# Gaming Handschuhe



## M1ghtymage (18. September 2010)

Hallo zusammen,

ich habe mir neulich von einem verbliebenen Gamestop Gutschein ein SteelSeries Mousepad gekauft. Anbei lag eine kleine Broschüre in welcher sich Produktinformationen über weitere SteelSeriesprodukte befand.
Darunter auch über einen Gaming Glove.

Das kam mir etwas komisch vor, also habe ich ein bisschen recherchiert, jedoch nicht sehr viel finden können. Einige lehnen so etwas völlig ab nach dem Motto "Handschuh fürs Pc Spielen? Früher haben wir uns den Ar*** noch mit Blättern abgewischt!!". Einige andere jedoch begrüßen diese Idee und loben den Handschuh aufgrund des Komforts beim Spielen und ganz besonders, da er Gelenkschmerzen bei Langzeit-sessions vermeide und für eine bessere Bewegungsfreiheit der Hand am Tisch sorge.

Hat jemand mit so einem Teil Erfahrung gemacht? Ich habe nämlich oft Gelenkschmerzen beim Spielen, das könnte vielleicht eine Lösung sein.

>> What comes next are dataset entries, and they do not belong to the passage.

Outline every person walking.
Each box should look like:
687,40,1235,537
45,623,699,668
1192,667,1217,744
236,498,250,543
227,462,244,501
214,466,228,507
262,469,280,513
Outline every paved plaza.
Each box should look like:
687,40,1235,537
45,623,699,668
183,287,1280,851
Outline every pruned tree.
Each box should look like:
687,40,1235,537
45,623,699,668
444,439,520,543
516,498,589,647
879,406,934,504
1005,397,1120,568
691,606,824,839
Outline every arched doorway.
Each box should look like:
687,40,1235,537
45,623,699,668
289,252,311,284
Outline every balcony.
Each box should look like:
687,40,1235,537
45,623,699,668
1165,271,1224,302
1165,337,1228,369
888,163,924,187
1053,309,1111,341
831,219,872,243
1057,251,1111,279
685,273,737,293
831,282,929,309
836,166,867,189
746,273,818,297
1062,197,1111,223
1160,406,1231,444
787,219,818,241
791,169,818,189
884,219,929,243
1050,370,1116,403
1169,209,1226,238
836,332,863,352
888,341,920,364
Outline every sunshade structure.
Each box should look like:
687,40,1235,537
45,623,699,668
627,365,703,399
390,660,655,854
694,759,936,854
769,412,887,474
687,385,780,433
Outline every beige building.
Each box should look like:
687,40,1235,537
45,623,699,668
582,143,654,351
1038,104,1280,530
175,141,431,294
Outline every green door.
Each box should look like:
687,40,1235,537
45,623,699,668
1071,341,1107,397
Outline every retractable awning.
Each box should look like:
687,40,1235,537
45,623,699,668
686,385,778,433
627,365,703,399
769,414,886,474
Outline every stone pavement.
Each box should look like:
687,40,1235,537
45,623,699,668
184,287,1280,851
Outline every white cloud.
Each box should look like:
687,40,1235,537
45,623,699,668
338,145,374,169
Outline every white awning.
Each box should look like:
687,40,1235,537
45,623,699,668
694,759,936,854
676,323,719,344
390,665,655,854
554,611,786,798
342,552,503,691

Außerdem würde ich mich freuen wenn jemand einen Link zu einem Shop nennen könnte, der diesen Handschuh verkauft. Ich habe bereits seit heute morgen gesucht aber keinen Shop gefunden, bei dem er vorrätig war. Weder Amazon noch eBay...


----------



## MasterXoX (18. September 2010)

Lol was es so alles gibt^^ Würd mich auch mal interessieren wo es sowas gibt 


			Dieser Inhalt steht nur eingeloggten Mitgliedern zur Verfügung.


----------



## Caps-lock (19. September 2010)

Ich würd mal eine Email an den Support von Steelseries schreiben.
Wenn das Teil nicht mal mehr in ihrem Shop verkauft wird, seh ich da relativ schwarz.
Vielleicht lief das Ding nicht gut oder so und sie haben noch Restposten 


			Dieser Inhalt steht nur eingeloggten Mitgliedern zur Verfügung.
        

.


----------



## M1ghtymage (19. September 2010)

Hab ich versucht, die Mail konnte nicht zugestellt werden -.-


----------



## shadow24 (19. September 2010)

hab einen anderen gaming glove gefunden:
http://www.amazon.com/Essential-Reality-P5-Gaming-Glove/dp/B00007JNFE

hab mir das von steelseries angeschaut.der sieht aus wie ein handschuh was ich damals fürs body building oder rad fahren genommen habe.also diese fingerlosen handschuhe.totaler quatsch...
da würde ich um gelenkschmerzen vorzubeugen ja eher ein lederarmband umschnüren...


----------



## M1ghtymage (19. September 2010)

shadow24 schrieb:


> hab einen anderen gaming glove gefunden:
> http://www.amazon.co...e/dp/B00007JNFE
> 
> hab mir das von steelseries angeschaut.der sieht aus wie ein handschuh was ich damals fürs body building oder rad fahren genommen habe.also diese fingerlosen handschuhe.totaler quatsch...
> da würde ich um gelenkschmerzen vorzubeugen ja eher ein lederarmband umschnüren...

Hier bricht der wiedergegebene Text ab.